With Goodman’s hiatus coming up quickly and more than 6,000 sets, props and costumes needing to be built to bring Bedrock to life, time was running very short. So Brian went back to his sitcom roots, hired a bunch of writers to sit in a room with him for a few weeks, and they all collaborated on a new script. Ideal? No. But it got the job done. It got the movie officially green-lit, they made John Goodman’s production window, and when all was said and done, the movie made more than $341 million (which would be about $700 million in adjusted box office today), plus an insane amount on merchandising, and all for a budget of about $46 million.

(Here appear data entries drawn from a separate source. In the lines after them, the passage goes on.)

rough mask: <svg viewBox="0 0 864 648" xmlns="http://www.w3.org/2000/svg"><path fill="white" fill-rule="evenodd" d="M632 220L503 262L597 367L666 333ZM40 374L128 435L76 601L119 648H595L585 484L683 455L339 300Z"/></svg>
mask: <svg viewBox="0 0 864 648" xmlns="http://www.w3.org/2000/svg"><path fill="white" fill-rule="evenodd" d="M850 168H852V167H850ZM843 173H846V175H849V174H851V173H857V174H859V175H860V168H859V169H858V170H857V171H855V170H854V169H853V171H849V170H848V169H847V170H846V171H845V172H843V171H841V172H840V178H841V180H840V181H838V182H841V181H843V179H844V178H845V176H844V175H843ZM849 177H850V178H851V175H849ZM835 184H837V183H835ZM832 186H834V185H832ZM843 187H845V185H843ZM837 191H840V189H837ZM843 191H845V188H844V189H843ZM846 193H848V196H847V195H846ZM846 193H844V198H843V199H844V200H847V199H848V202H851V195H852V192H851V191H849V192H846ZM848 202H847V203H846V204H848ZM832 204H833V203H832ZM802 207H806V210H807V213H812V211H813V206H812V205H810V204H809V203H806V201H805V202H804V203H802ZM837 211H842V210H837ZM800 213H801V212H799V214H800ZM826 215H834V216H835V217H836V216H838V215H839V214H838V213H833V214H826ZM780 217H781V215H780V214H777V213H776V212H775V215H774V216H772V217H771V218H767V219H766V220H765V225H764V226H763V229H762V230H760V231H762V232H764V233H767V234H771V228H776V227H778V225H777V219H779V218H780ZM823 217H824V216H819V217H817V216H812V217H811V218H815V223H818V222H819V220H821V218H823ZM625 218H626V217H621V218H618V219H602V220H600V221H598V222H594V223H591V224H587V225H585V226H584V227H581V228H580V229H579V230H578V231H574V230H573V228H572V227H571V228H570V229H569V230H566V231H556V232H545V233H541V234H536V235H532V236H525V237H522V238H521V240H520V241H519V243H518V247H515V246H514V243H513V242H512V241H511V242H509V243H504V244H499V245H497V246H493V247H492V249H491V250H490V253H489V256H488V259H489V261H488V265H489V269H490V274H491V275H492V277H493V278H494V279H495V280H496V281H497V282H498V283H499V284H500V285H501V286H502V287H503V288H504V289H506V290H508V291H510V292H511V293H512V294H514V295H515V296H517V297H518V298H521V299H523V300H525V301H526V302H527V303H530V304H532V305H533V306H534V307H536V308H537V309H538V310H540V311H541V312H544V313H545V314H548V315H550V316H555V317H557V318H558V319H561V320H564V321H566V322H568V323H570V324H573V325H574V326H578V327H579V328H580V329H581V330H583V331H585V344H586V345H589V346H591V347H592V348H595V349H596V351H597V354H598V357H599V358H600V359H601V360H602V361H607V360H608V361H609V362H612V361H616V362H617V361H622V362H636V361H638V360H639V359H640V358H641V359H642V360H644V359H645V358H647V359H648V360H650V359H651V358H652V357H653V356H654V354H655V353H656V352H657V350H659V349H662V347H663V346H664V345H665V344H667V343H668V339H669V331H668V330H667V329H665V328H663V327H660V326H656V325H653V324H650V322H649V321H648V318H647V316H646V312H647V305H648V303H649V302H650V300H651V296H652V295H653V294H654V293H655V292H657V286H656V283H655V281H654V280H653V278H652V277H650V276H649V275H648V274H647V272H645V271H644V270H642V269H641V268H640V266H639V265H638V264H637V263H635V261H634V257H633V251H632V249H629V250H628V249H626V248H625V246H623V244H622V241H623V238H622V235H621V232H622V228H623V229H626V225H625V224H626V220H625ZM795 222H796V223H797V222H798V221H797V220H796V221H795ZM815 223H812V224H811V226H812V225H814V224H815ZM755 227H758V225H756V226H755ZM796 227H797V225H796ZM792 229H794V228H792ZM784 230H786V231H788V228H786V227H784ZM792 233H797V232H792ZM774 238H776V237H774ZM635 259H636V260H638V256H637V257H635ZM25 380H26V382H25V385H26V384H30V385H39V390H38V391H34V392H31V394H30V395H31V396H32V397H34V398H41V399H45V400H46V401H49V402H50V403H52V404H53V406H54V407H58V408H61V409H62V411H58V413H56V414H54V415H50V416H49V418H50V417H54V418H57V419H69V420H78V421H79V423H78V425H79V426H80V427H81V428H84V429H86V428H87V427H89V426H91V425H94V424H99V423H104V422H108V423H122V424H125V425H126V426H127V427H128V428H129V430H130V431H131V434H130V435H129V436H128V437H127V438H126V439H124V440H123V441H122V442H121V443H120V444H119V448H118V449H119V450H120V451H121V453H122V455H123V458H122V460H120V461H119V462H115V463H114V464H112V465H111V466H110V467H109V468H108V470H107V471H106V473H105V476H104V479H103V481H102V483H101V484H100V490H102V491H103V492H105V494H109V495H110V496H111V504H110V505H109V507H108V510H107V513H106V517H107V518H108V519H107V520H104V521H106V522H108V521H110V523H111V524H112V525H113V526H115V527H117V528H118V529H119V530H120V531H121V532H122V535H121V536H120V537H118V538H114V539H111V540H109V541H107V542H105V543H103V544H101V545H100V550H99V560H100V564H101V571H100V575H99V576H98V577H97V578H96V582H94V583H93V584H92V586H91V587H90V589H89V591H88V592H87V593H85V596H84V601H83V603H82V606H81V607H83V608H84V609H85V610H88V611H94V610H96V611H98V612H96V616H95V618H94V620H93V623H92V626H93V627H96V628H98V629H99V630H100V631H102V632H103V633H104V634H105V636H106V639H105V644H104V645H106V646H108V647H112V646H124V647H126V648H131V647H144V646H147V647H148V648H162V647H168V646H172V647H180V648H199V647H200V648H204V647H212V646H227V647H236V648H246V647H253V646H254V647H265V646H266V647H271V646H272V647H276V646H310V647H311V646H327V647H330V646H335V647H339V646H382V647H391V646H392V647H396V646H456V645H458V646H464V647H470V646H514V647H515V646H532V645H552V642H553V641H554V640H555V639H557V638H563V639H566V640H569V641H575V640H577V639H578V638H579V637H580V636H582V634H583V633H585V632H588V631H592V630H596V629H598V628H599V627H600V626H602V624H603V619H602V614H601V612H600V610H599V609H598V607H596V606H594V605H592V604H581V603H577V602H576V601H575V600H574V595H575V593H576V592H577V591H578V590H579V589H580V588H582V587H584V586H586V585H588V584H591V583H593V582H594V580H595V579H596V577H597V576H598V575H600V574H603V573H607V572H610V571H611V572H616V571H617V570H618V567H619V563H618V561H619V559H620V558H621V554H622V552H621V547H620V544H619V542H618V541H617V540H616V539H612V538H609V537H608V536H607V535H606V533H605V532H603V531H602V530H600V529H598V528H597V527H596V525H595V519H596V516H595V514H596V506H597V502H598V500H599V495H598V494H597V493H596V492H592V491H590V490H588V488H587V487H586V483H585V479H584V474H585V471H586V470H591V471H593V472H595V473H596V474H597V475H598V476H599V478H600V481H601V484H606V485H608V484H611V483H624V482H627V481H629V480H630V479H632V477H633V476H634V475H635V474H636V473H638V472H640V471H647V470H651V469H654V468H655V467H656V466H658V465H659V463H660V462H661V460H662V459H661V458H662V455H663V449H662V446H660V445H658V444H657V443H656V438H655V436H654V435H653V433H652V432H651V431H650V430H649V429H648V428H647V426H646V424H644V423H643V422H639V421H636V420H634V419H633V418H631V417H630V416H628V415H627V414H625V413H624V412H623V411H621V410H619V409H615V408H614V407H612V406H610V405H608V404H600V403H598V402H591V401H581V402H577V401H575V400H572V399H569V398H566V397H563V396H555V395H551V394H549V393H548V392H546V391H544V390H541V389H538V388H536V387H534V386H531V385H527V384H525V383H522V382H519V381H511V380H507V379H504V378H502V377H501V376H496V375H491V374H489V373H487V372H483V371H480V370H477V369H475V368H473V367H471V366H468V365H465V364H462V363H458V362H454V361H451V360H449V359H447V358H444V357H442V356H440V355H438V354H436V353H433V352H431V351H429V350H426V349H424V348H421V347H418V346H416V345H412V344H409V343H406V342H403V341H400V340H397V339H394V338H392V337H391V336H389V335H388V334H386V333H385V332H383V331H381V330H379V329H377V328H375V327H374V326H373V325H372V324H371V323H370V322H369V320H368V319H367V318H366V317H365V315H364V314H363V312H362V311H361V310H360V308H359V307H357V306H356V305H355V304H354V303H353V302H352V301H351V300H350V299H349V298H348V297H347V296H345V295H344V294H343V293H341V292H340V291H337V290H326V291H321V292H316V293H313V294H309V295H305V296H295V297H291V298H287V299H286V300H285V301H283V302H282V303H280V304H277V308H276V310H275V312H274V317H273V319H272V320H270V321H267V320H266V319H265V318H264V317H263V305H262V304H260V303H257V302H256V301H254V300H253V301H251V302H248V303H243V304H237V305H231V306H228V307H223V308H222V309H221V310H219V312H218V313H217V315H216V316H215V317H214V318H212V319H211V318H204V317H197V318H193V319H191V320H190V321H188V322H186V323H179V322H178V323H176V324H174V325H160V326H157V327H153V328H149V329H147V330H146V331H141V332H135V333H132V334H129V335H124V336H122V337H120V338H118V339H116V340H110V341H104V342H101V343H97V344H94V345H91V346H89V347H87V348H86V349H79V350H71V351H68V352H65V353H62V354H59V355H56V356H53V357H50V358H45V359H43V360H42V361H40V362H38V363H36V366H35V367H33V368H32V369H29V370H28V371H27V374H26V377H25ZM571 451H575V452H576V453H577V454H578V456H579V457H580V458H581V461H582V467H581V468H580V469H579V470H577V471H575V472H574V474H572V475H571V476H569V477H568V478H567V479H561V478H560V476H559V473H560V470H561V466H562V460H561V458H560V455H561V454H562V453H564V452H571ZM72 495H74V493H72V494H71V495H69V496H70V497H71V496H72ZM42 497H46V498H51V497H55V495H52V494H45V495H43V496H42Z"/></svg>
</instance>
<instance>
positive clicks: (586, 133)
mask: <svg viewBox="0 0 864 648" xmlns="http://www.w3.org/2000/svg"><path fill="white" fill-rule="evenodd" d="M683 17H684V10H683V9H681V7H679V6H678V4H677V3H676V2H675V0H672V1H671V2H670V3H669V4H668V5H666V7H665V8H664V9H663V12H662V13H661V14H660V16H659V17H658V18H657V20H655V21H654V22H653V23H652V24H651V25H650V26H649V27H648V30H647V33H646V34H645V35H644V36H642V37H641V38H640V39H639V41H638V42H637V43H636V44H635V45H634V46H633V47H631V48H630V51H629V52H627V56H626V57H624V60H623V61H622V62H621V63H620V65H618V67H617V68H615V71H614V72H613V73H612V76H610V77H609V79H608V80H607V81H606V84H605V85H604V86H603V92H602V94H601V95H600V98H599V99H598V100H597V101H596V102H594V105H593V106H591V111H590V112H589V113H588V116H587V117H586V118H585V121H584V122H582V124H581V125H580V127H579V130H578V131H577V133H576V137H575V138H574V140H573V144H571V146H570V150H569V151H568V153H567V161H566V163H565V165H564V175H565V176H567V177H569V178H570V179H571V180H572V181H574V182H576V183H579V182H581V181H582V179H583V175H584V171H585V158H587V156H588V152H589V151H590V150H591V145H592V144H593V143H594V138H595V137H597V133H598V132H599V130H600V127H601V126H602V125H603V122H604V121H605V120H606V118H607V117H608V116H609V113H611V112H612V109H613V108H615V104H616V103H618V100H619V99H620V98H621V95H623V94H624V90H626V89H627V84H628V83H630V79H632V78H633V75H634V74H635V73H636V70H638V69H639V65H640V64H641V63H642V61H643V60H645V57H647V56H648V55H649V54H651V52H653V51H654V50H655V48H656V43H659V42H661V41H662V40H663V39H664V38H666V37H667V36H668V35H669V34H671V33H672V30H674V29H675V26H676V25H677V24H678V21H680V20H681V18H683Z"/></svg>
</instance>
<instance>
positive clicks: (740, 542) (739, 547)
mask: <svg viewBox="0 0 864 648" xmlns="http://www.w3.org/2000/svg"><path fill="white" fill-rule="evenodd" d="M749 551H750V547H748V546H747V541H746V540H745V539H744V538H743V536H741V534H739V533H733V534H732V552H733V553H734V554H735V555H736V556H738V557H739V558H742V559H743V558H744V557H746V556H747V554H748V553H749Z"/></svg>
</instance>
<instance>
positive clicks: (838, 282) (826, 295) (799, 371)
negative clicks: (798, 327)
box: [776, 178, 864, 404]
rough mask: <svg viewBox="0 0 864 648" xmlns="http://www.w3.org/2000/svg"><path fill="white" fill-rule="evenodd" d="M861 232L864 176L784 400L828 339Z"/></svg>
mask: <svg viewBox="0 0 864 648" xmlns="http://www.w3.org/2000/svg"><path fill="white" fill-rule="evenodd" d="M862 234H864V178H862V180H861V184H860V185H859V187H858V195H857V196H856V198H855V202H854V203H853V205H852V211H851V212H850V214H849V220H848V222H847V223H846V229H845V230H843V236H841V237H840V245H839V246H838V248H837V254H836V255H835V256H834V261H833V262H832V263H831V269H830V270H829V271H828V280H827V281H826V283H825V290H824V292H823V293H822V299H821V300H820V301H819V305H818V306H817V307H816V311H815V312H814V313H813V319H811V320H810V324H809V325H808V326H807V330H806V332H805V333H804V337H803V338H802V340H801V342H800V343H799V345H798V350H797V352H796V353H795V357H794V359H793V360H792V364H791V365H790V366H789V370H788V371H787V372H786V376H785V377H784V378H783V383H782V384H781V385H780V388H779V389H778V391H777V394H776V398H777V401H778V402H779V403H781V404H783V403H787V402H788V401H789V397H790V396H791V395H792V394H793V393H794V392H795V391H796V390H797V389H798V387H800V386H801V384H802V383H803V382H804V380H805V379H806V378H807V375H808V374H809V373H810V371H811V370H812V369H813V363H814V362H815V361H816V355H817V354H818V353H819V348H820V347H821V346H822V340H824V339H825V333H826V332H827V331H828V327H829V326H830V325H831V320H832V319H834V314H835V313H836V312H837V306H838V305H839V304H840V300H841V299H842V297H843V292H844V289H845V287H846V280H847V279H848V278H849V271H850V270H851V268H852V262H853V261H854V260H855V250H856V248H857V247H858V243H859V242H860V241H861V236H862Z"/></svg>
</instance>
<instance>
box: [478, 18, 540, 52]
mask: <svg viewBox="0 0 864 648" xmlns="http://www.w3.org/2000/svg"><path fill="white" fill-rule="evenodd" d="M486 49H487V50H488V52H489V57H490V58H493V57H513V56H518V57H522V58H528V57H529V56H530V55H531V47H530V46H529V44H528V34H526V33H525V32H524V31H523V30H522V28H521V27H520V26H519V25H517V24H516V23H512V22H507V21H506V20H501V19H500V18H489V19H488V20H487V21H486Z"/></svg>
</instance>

It was “The Flintstones.” He made it funny.

Whether you liked the movie, hated it or never saw it doesn’t really matter. By the standards Hollywood sets, it was a huge success and certainly had a lasting effect on Brian’s life. Whether it is Hollywood, Fantasy Football or life, getting to the essence of the problem you are trying to solve and then, you know, doing that, is a recipe for success.

And that’s what we’re going to do. Let’s acknowledge the irony about a crazy-long article that has a goal of simplifying your draft day experience, but that’s what we’re going for here. A set of rules, guidelines and stats that ideally, once you absorb them, make draft day a simple, enjoyable first step towards winning your league.

Before we start, one last thing. As I mentioned, I have written this Manifesto for many, many years. And in a lot of places, the framework and themes are similar. So, with a tip of the cap to Brian Levant, I’m going to try to simplify the column this time around. Theory will still be here, but “the math” behind it can be seen in any of the previous year’s versions. Last year’s methodology can be found here.

Still a Manifesto, just a slimmer, more efficient one built for 2017. It’s eco and mobile friendly, baby!

So here you go, you list-loving internet. The 25 best tips for draft day.

1. Just repeating this one more time because it’s that important …

At a fundamental level, fantasy football success is all about minimizing risk and giving yourself the best odds to win on a weekly basis.

Every decision you make should be influenced by this. Whom to draft, avoid, start, bench, trade, waive, pick up or anything. All of it.

You can’t predict the future. It’s more about “what’s most likely to happen.” And then do that.

Dak Prescott had six rushing touchdowns last season. In the history of the NFL, the only QBs with multiple seasons of five-plus rushing touchdowns are Michael Vick, Cam Newton and Tim Tebow. What’s most likely to happen?

Dallas’ signal-caller could and should be great in 2017, but will he be as great?

Jameis Winston had six rushing touchdowns in his first year, but just one in his second.

What’s most likely to happen?

Drew Brees, for instance, has nine straight seasons of 30-plus touchdown passes.

Over the past five years, New England has 9.8 percent more rushing touchdowns than any other team in the NFL.

Greg Olsen, Antonio Brown and Demaryius Thomas are the only players with at least 70 receptions in each of the past four years.

Again: What’s most likely to happen?

Using a little research and basic logic, you can take a moment to think about any particular situation from every angle. What was behind the player’s success or failure? Was it a fluke or is it repeatable? Once you figure that out, the answer on what to do is fairly easy. It won’t always work out, but like everything else in life, if you play your cards right, it’ll work out more often than not.

2. There is no right way to win

They all work. And they all don’t. I’m speaking of “draft strategies.” Value based drafting, Zero RB, RB/RB, etc. They all work and they all don’t. We’ve looked at this every year.